Underground haul-truck driver Katelyn Netser has her eye on Sept. 28: that’s when she returns to work again at Agnico Eagle Mines Ltd.’s Meliadine gold mine in Nunavut.
It will be her first two-week rotation at work since mid-March, when all Nunavut-based employees at Agnico Eagle’s two gold mines were sent home due to concerns about COVID-19.
Netser will be able to go back to work at Meliadine because she is no longer based in Nunavut.
“I am excited,” she told Nunatsiaq News. “I miss my colleagues and co-workers.”
Netser graduated in 2018 from a heavy equipment operator program at Nunavut Arctic College’s trades training centre in Rankin Inlet.
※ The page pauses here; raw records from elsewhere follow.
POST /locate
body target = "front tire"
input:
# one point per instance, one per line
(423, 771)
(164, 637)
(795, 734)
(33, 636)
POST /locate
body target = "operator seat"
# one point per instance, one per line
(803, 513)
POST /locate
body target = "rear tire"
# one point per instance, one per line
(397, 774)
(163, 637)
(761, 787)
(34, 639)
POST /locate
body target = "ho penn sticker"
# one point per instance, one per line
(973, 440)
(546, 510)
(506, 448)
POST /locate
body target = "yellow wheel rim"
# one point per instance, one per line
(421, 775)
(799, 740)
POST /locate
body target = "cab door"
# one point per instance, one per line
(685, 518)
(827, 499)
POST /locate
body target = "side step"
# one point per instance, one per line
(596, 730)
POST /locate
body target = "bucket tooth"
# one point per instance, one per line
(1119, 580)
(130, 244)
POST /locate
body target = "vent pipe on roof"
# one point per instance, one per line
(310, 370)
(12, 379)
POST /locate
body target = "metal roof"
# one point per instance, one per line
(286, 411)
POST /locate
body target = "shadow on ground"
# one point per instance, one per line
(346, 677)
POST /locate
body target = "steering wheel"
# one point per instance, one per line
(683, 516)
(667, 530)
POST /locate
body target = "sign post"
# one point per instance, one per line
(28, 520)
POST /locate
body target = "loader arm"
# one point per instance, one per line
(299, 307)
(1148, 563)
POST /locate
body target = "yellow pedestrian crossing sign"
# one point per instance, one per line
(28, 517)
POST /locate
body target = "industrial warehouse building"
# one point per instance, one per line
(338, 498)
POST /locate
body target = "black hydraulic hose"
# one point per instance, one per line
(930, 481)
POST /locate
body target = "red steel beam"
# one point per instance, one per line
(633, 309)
Now, eager to get back to work, Netser decided to move last month to Winnipeg, which has a population of about 600 Inuit.
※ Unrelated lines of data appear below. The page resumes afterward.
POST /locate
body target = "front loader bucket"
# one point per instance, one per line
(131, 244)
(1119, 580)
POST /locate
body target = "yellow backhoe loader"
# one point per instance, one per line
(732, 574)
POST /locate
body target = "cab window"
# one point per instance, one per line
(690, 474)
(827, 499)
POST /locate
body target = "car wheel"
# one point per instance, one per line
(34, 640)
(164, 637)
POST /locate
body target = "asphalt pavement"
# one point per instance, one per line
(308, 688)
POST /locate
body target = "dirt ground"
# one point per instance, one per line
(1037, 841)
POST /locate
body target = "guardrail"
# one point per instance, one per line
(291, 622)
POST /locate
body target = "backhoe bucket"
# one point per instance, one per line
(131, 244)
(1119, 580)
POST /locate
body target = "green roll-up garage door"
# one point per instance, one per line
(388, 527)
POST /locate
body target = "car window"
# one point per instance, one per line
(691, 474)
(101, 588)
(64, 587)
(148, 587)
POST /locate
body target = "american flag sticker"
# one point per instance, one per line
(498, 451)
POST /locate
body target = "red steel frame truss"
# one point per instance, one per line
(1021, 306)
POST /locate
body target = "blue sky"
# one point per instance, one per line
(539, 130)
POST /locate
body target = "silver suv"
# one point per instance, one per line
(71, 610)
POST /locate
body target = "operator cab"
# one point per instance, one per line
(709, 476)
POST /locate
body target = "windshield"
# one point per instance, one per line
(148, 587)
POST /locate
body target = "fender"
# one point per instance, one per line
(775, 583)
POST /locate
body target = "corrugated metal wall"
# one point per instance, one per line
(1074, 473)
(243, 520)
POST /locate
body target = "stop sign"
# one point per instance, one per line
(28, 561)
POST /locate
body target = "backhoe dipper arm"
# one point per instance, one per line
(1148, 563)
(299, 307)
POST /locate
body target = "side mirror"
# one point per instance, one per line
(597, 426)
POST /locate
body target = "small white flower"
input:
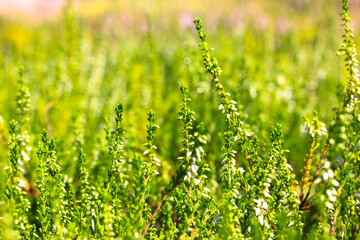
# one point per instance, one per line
(22, 183)
(326, 176)
(261, 219)
(257, 211)
(335, 183)
(197, 181)
(327, 164)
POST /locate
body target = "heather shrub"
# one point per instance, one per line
(210, 163)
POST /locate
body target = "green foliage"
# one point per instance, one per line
(223, 171)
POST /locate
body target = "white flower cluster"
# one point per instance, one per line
(320, 130)
(331, 193)
(260, 208)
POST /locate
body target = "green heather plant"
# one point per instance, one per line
(220, 172)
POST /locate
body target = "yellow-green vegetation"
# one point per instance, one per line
(130, 125)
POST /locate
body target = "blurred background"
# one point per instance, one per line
(81, 58)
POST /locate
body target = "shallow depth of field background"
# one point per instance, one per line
(278, 59)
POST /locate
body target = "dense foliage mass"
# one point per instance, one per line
(211, 163)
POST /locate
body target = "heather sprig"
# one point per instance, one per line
(18, 203)
(234, 126)
(47, 168)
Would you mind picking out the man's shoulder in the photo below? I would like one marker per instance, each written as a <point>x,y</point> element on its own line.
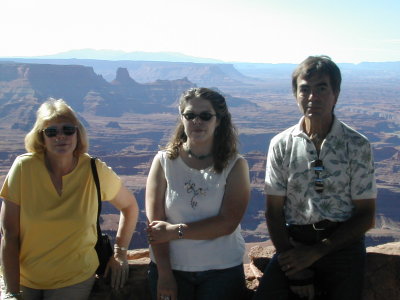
<point>352,134</point>
<point>284,135</point>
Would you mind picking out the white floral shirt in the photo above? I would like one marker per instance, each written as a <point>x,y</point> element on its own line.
<point>347,175</point>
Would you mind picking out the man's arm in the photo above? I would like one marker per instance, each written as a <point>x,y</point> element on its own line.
<point>301,256</point>
<point>276,223</point>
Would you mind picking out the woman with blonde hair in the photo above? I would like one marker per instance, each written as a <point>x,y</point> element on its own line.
<point>49,213</point>
<point>197,192</point>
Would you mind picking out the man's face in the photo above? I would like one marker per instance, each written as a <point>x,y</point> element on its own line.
<point>315,97</point>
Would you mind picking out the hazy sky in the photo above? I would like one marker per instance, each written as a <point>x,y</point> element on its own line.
<point>230,30</point>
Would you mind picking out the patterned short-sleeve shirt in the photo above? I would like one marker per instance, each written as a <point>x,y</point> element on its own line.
<point>347,175</point>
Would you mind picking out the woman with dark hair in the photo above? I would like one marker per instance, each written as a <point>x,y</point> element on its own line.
<point>197,192</point>
<point>49,213</point>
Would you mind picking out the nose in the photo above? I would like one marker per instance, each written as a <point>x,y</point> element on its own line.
<point>197,119</point>
<point>314,95</point>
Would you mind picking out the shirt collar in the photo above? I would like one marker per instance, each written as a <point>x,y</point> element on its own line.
<point>298,129</point>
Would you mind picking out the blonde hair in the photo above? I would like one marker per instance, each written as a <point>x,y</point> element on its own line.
<point>50,110</point>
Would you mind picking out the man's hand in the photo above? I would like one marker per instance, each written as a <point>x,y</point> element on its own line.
<point>302,284</point>
<point>298,258</point>
<point>119,268</point>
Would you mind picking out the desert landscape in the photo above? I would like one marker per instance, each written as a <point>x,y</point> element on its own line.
<point>130,109</point>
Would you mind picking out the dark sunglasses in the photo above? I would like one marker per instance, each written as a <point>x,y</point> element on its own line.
<point>205,116</point>
<point>52,131</point>
<point>318,167</point>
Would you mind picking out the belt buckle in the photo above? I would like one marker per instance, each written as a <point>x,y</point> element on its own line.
<point>316,228</point>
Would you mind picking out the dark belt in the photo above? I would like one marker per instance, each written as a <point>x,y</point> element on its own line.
<point>312,233</point>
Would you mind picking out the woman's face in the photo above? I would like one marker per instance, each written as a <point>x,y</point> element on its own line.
<point>200,121</point>
<point>60,137</point>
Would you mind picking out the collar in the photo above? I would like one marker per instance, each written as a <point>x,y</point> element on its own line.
<point>299,132</point>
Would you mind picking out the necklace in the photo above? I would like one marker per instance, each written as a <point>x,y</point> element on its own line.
<point>199,157</point>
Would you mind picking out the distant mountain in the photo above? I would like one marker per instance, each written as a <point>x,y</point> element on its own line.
<point>23,87</point>
<point>121,55</point>
<point>202,74</point>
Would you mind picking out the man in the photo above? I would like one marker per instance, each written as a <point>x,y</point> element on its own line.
<point>321,192</point>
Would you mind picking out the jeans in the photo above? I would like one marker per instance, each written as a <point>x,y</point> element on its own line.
<point>337,276</point>
<point>79,291</point>
<point>205,285</point>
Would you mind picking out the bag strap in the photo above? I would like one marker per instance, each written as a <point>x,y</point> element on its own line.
<point>97,182</point>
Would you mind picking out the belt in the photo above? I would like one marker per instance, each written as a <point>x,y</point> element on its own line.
<point>312,233</point>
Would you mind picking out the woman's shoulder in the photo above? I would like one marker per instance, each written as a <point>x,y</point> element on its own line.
<point>29,158</point>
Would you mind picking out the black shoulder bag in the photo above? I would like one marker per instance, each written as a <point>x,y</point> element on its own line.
<point>103,245</point>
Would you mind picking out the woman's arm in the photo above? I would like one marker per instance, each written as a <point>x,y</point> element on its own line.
<point>10,245</point>
<point>124,201</point>
<point>234,204</point>
<point>155,210</point>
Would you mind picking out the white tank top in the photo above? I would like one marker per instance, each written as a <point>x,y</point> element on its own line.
<point>194,195</point>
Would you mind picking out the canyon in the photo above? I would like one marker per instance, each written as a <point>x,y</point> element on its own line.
<point>130,110</point>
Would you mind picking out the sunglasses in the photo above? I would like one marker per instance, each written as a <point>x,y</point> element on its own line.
<point>205,116</point>
<point>53,131</point>
<point>318,167</point>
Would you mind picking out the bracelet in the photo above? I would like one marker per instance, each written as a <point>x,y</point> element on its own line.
<point>120,248</point>
<point>180,231</point>
<point>13,295</point>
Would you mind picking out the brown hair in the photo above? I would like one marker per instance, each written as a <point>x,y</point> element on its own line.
<point>225,135</point>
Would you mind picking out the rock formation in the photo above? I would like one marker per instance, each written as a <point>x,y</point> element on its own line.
<point>382,277</point>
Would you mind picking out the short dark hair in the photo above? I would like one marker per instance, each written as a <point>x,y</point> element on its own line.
<point>321,65</point>
<point>225,136</point>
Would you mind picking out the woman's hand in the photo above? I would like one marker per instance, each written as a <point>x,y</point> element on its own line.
<point>161,232</point>
<point>119,268</point>
<point>166,287</point>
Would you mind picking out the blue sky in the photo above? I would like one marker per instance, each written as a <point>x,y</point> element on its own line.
<point>230,30</point>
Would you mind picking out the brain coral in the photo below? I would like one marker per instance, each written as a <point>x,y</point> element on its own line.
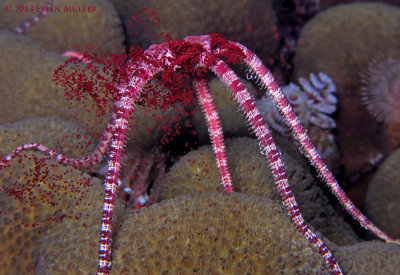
<point>341,41</point>
<point>36,192</point>
<point>382,200</point>
<point>197,172</point>
<point>203,234</point>
<point>250,22</point>
<point>64,30</point>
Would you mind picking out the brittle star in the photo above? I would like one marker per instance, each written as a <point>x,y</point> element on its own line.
<point>194,56</point>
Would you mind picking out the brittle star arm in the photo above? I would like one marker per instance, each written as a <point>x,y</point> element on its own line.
<point>215,131</point>
<point>87,161</point>
<point>247,103</point>
<point>267,80</point>
<point>122,110</point>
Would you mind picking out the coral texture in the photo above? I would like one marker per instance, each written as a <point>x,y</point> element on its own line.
<point>196,172</point>
<point>381,95</point>
<point>382,201</point>
<point>249,22</point>
<point>29,91</point>
<point>206,234</point>
<point>341,41</point>
<point>313,104</point>
<point>66,30</point>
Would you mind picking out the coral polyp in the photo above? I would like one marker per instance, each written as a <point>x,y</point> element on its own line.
<point>381,88</point>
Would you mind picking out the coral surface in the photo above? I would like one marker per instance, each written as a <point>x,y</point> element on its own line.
<point>205,234</point>
<point>72,29</point>
<point>250,22</point>
<point>196,172</point>
<point>341,41</point>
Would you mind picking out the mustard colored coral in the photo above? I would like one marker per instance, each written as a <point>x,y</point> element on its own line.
<point>196,172</point>
<point>206,234</point>
<point>70,25</point>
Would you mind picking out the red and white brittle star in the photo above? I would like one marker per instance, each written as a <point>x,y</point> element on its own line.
<point>194,56</point>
Netser, 29, who is originally from Coral Harbour, also said she moved south to get good housing.
When she worked at Meliadine previously, she said she lived in nearly every community throughout Nunavut due to the lack of adequate housing in the territory.
Netser said she would work for a two-week rotation at Meliadine and then fly to a community where family and friends had room for her, “so I could have my own space.”
The move to Winnipeg resolved the issue of being able to work and having a place of her own.
“There are a lot of Nunavummiut who want to move down south so they can go to work at the mine,” Netser said.
While it’s not clear just how many of the mining company’s employees are based in the south, Agnico Eagle said three have moved south since the start of the pandemic.
Agnico Eagle reduced its activities at the mines on March 23, when the company sent its 400 to 500 Nunavut employees home as a COVID-19 preventive measure.
Since then, Agnico Eagle has spent $1.4 million per month to support its Nunavut-based workforce, paying them 75 per cent of their salaries.
But the company’s goal is to get everyone back on the job, said Melissa Bradley, Agnico Eagle’s community relations and communications superintendent.
“We understand the financial impact, the social impact and even the social and personal impact that it has on our Nunavut employees to be at home since March,” she said.
“But all of our employees are still employed by us and we have renewed the 75 per cent pay.”
As well, an Agnico Eagle–sponsored “good deed brigade” in Kivalliq communities has also allowed workers to volunteer for local organizations and receive 100 per cent of their pay, she said.
Employees have always been allowed to change base, or home location, Bradley said.
“We try to accommodate that, but in terms of COVID, the goal is definitely to have people back to work from their communities,” she said.
To that end, Agnico Eagle is looking at “many ways and proposals” to get people back on the job as soon as possible.
“But we want to make sure that the government and the communities feel safe,” Bradley said.
Right now, southern workers are tested before they board aircraft to head north. On arrival at the mine sites, they self-isolate until their test results come in, usually a few hours later.
There have been no positive cases, she said.